Iraq maintains that all its weapons of mass destruction have been destroyed. The deputy prime minister, Tariq Aziz, insisted on Saturday that even if his government readmitted the weapons inspectors, the United States and Britain would proceed with military action. “It’s doomed if you do, doomed if you don’t,” he said.

Aziz, who met with Rahall for about two hours, proposed asking other nations to serve as interlocutors between Iraq and the UN Security Council, which oversees the inspectors, Rahall said. Echoing an idea Aziz raised with a British academic last week, Rahall said Aziz suggested Canada and South Africa be asked to fill that role.

The Iraqi government does not appear to have decided whether to make such a proposal, according to diplomats and analysts.

Rahall, the grandson of Lebanese immigrants who says he is a sometime critic of US policy in the Middle East, is travelling here as the leader of a US delegation organized by the Institute for Public Accuracy, a Washington-based advocacy group that describes itself as an organization that promotes points of view that “are commonly drowned out by corporate-backed think tanks and other influential institutions.” The delegation also includes former senator James Abourezk, D-S.D.

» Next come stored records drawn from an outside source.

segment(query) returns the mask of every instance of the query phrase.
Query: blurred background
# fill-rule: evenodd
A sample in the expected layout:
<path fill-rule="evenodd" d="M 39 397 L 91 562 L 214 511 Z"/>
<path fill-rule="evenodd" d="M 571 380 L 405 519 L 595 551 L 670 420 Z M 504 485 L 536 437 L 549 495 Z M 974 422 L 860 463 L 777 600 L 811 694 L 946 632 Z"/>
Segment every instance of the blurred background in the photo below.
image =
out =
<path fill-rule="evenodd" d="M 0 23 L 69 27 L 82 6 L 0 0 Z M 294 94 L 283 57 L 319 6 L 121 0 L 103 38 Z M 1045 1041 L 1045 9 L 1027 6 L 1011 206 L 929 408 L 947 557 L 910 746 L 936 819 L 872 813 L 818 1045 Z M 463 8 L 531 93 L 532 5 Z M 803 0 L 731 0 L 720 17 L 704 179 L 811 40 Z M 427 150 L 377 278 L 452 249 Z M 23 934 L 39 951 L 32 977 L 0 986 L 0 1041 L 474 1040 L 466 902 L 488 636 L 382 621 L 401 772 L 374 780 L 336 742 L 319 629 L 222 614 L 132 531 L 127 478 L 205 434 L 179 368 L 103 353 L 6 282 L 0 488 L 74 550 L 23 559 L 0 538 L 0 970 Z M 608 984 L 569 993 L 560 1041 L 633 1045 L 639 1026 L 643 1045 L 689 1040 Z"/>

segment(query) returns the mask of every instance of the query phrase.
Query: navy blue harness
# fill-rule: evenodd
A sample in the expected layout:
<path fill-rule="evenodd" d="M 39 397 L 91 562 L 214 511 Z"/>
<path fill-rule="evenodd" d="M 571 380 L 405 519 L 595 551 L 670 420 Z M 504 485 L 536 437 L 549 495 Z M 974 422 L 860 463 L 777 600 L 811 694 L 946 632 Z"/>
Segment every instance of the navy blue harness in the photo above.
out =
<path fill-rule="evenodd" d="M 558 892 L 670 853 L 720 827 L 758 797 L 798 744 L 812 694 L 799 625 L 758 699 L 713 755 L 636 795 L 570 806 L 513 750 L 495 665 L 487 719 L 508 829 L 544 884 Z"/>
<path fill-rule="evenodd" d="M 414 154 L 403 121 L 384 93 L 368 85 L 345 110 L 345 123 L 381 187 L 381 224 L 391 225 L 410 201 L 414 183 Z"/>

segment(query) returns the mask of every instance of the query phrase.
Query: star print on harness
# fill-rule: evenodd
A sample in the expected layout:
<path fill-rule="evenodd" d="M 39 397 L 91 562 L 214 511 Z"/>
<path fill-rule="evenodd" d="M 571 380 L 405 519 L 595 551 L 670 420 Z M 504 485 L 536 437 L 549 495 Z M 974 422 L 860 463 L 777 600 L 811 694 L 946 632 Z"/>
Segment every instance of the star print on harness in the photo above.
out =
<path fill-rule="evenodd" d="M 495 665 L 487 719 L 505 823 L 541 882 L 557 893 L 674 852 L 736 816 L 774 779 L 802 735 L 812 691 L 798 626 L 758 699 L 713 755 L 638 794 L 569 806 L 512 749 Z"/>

Rahall, who voted for a resolution in support of the 1991 war against Iraq, said he does not agree with the administration’s arguments this time around. “It’s a continuation of a vendetta of 12 years ago,” he said. “It appears strange to me that a year ago this was not an imminent threat to the US, but now, six weeks before an election, it is.”—Dawn/The LAT-WP News Service (c) Washington Post.